The activities of the Palestinian militant group Hamas have now been completely banned in Egypt, a court ruled on Tuesday, signaling a further deterioration in relations between the organization that governs Gaza and its neighbor Egypt. The decision follows a previous ruling in the once Muslim Brotherhood-ruled country designating Hamas as a terrorist group
"The court has ordered the banning of Hamas work and activities in Egypt," an unnamed judge told Reuters.
Palestinians hold Hamas flags during the funeral for Ahmed Abdel-Jawad in the Askar refugee camp in the West Bank on Wednesday, Jan. 29, 2014. Abdel-Jawad, a 19-year-old Hamas militant, was killed by the Israeli military in 2002 after storming a Jewish settlement and killing four Israelis. Israel has been returning the remains of dead Palestinian militants in recent days. (AP/Nasser Ishtayeh)
The Egyptian news site Al Ahram reported: “The Cairo Court for Urgent Matters has banned all activities in Egypt by Hamas and ordered the closure of its offices in Cairo pending a court verdict in an espionage case involving ousted president Mohamed Morsi and members of the Islamist Palestinian group.”
Hamas is an ideological offshoot of the Muslim Brotherhood, which Morsi was a part of, which has also been outlawed in Egypt.
Hamas spokesman Sami Abu Zuhri characterized the ruling as targeting the Palestinian cause.
"The decision harms the image of Egypt and its role towards the Palestinian cause. It reflects a form of standing against Palestinian resistance,” Abu Zuhri said, according to Al Jazeera.

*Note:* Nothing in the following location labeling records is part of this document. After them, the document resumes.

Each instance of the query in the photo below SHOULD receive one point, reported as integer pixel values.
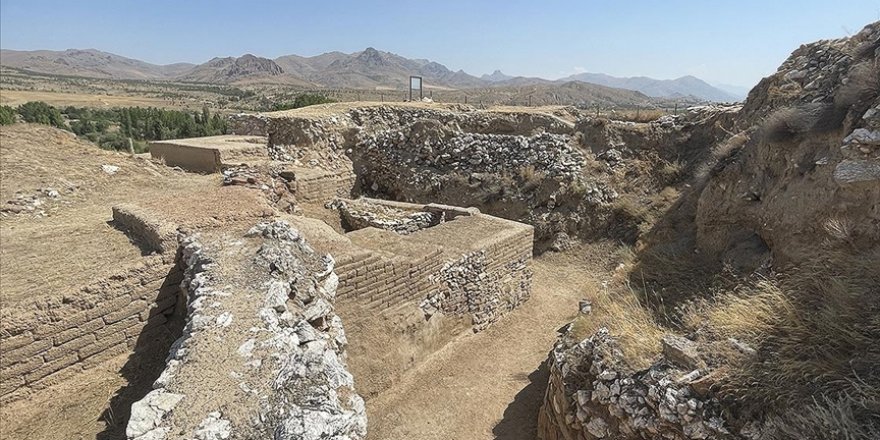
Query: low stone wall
(314, 184)
(44, 344)
(278, 370)
(153, 233)
(592, 394)
(203, 160)
(475, 265)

Senior Hamas official Musa Abu Marzouk, who lives in Cairo, could now be at risk of arrest as a result of the ruling, Reuters reported. Marzouk is also on the U.S. Treasury Department's list of "Specially Designated Nationals" with whom financial transactions are prohibited.
The case originated last year when a group of Egyptian lawyers appealed for Hamas to be banned.
In its ongoing crackdown on terrorists operating in the Sinai Peninsula, Egyptian security forces have sealed more than a thousand tunnels leading from Egypt to Gaza, a lifeline for Hamas used both for smuggling weapons and as a means to collect taxes from those smuggling consumer goods.
Egypt accuses Hamas of cooperating with terrorist groups — some aligned with Al Qaeda — who have killed security forces, Christians and tourists in the Sinai. Hamas denies the allegations.